Lihat ke Halaman Asli

Mula Efendi Gultom

Humanis, Loyalis dan Profesional

Detik-detik Kritik Patriotik

Diperbarui: 5 Juli 2019   21:37

Kompasiana adalah platform blog. Konten ini menjadi tanggung jawab bloger dan tidak mewakili pandangan redaksi Kompas.

Dengan berani Residen Sudirman  meminta bendera triwarna diturunkan untuk di ganti dengan bendera merah putih terhadap Belanda yang masih bercokol di Indonesia, sementara itu pemuda Sidik sedikitpun tidak gentar menghadang dan menendang revolver ditangan Mr Ploegman hingga terpental,  kemudian bergulat namun harus tersungkur di ujung Pedang Panjang atau Haryono dan Kusno Wibowo yang memanjat ke atap gedung  Yamato Hoteru merobek bendera triwarna dan menaikkan bendera Merah Putih ditengah desingan peluru penjajah laknat.

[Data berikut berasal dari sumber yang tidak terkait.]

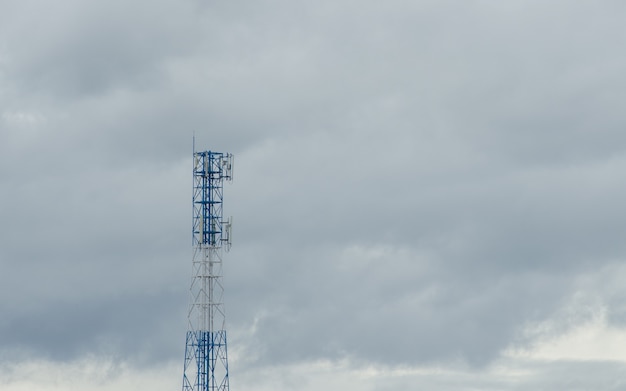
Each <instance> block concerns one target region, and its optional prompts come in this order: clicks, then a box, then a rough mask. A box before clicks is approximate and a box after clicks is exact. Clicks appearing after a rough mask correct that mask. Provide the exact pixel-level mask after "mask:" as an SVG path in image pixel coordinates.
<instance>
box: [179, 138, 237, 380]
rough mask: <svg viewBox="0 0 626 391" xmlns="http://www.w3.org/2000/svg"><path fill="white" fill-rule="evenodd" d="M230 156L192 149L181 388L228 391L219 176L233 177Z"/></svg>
mask: <svg viewBox="0 0 626 391" xmlns="http://www.w3.org/2000/svg"><path fill="white" fill-rule="evenodd" d="M232 168H233V155H231V154H229V153H220V152H211V151H205V152H196V151H195V148H194V153H193V224H192V226H193V230H192V231H193V260H192V265H193V267H192V273H193V275H192V279H191V288H190V292H191V304H190V306H189V315H188V316H189V328H188V331H187V344H186V347H185V365H184V373H183V391H228V356H227V349H226V329H225V328H224V322H225V316H224V303H223V302H222V299H223V296H224V286H223V285H222V253H223V250H224V249H226V250H228V249H229V248H230V238H231V235H230V232H231V220H230V219H229V220H227V221H226V220H224V215H223V210H222V203H223V195H224V188H223V184H224V180H227V181H230V180H232Z"/></svg>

Setelah munculnya maklumat pemerintah tanggal 31 Agustus 1945 yang menetapkan bahwa mulai 1 September 1945 bendera nasional Sang Merah Putih dikibarkan terus di seluruh Indonesia.

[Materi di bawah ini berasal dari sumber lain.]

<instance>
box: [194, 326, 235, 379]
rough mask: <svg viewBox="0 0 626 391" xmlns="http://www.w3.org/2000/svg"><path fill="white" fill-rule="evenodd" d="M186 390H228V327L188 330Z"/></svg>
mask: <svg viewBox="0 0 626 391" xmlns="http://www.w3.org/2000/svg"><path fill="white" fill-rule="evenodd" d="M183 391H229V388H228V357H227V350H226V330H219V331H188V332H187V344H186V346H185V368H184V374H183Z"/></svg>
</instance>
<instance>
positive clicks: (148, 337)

Gerakan pengibaran  bendera makin meluas ke segenap pelosok kota.  Di berbagai tempat strategis dan tempat-tempat lainnya, susul menyusul bendera dikibarkan. Antara lain di teras atas Gedung Kantor Karesidenan (kantor Syucokan, gedung Gubernuran sekarang, Jl Pahlawan) yang terletak di muka gedung Kempeitai (sekarang Tugu Pahlawan), di atas gedung Internatio, disusul barisan pemuda dari segala penjuru Surabaya yang membawa bendera merah putih datang ke Tambaksari (lapangan Gelora 10 November) untuk menghadiri rapat raksasa yang diselenggarakan oleh Barisan Pemuda Surabaya. 

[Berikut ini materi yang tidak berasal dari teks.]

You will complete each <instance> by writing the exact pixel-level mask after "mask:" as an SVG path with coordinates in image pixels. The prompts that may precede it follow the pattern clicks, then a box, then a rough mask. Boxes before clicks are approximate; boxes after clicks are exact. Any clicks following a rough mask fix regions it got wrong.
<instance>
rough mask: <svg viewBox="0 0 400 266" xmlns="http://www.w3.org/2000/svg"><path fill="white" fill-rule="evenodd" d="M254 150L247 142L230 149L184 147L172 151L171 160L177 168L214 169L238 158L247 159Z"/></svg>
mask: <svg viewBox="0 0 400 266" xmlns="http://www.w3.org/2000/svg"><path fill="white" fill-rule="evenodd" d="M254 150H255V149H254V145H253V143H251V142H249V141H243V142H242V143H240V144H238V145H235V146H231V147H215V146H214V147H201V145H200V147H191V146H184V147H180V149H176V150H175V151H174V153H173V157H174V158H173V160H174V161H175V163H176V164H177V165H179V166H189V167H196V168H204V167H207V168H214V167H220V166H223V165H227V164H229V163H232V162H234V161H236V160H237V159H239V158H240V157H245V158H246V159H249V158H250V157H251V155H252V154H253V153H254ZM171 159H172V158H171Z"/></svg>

Klimaks gerakan pengibaran bendera di Surabaya terjadi pada insiden perobekan bendera di Yamato Hoteru/Hotel Yamato atau Oranje Hotel, Jl. Tunjungan no. 65 Surabaya.  Sekali merdeka tetap merdeka !!!  pekik ribuan massa anak bangsa yang merangsak menghalau penjajah, tak surut langkahnya walau hanya bertamengkan api  semangat kemerdekaan yang bergelora di dada,. Menghadang penjajah  walau harus keujung laras senapan mesin. 

Tumpahlah kebumi darah dan air mata... Ibu pertiwi diselubungi merahnya darah dan sucinya air mata bening anak-anaknya.  Ribuan mayat bergelimpangan tertembus peluru, terlindas mobil lapis baja, tersayat perih dalam penyiksaan, terhilang tanpa nama, tidak ada yang mengingat dan tak ada yang teringat siapa beliau-beliau para  pendahulu. Kuburan pun tak ada atau sanak saudara karena semua keluarganya terhapus dari muka bumi. 

Sungguh betapa rindunya anak-anak bumi pertiwi melihat Sang Merah Putih Berkibar, tidak ingin dan tidak rela ada yang mengganggu apalagi menggantinya dengan bendera lain.  Sayup-sayup terdengar barisan pemuda dan pemudi menyanyikan lagu :

Berkibarlah benderaku

Lambang suci gagah perwira

Di seluruh ....

  Ah benarkah suara itu keluar dari hati nurani yang terdalam para pemuda dan pemudi Indonesia saat ini. Bagaimana mungkin " Sang Merah Putih sebagai lambang suci gagah perwira" mana kala saat menghormat tidak dibarengi dengan kebanggaan dan semangat kebesaran, melakukan penghormatan hanya karena perintah, tidak tau dan tidak mengerti apa "rasa penghormatan" yang dilakukan. 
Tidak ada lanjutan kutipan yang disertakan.